June 10, 2007 by Artem

Working really hard on low priority items can be useless to the point of killing the company

Efficient Resource Utilization

Many teams start using agile methods while being highly specialized, that is team members are typically responsible for a particular component or area, that other people don't really understand. Developers often "own" their components and all the fixes go through them.

This kind of organization usually comes from the idea of the effective resource utilization. There is little doubt that if developer works on the same area for a long time, he will be able to implement changes faster and in more efficient way, than most of the other team members. Isn't it logical then to assign a responsible person for each component and whenever possible have the same person work on the same code area? It is rather logical as long as the target is the efficient resource utilization.

Return on Investment

Agile software development processes do not target the high resource utilization level. The main aim of the agile team is to maximize the return on investment (ROI) first of all by working on the most wanted features. Whenever there are people who have a "primary responsibility" on a certain component, there is a temptation to work on and perfectize this area instead of working on the features most important for the customer.

Working only on what you are specialized in sometimes means working very well on something useless. How hard have you been working on the last company product? And how much of the features implemented are actually being used by the customers?

Comments

resource utilization

June 11, 2007 by Alexey (not verified), 1 year 23 weeks ago
Comment id: 179

Artem,

I could not agree more. Here is a pattern I see over and over again.

A team is doing pretty good in prioritizing tasks/requests but because
the members are highly specialized you have one or two bottleneck resources
that basically define the velocity of your whole team. To re-phrase it, only one person can work on the items in your iteration plan and the rest of the team either is idle or do some other pet-projects.

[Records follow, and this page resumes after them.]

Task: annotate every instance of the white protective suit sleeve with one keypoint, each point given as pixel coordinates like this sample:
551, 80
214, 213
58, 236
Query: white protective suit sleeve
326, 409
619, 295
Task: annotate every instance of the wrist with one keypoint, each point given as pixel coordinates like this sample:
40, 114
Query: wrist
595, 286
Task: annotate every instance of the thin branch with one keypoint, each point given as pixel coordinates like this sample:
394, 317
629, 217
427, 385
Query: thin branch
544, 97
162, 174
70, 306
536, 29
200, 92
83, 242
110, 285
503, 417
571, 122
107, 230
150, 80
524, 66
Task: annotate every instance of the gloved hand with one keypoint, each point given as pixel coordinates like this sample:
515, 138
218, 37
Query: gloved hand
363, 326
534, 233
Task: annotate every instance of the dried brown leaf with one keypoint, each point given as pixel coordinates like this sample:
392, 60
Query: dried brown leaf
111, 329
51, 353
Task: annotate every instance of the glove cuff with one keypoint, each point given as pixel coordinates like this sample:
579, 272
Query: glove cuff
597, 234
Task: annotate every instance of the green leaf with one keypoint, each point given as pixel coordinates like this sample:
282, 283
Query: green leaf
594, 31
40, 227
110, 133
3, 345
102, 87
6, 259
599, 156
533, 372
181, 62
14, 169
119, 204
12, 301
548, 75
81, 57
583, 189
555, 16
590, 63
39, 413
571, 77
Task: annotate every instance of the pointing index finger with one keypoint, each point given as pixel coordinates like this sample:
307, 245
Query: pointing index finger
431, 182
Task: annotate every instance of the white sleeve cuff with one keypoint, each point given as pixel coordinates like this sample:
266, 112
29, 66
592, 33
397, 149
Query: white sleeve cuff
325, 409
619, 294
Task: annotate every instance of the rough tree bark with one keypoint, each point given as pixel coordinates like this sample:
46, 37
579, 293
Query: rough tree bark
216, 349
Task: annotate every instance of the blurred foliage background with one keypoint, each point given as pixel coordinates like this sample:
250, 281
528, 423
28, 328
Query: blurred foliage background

I guess in some industries (like Electronic Design Automation for example) the subject is so complex there are naturally people with certain specializations. One developer knows timing analysis and physics of delay calculation for ICs well and another has all the knowledge and experience with placement and routing problems. One category of problems like that can take a PhD. One requires EE degree, another one Math or CS. Very few individuals can (or sometimes want to) be experts in several areas.

But in other cases, with less complex applications there are other factors that come into picture. Job security is one. It is safer to be the only expert for a certain category of the product. If no one else can do it the developer is a valuable resource. Also, basic human inertia, when a developer does want to learn new things and prefers to do what has been doing for years.

I believe it would be safer for a company to have a team where individual developers have overlapping domains of expertise. You know, to eliminate those resource bottlenecks if possible. So that your resources could be utilized more efficiently on the priority items. That is not always easy though.

Trust

June 13, 2007 by Artem, 1 year 23 weeks ago
Comment id: 180

I agree there can hardly be an agile team without trust. It is not even specific to the agile methods. SW development is always a new product development and as any non-trivial area requires a lot of creativity that can hardly happen when even job security is in danger.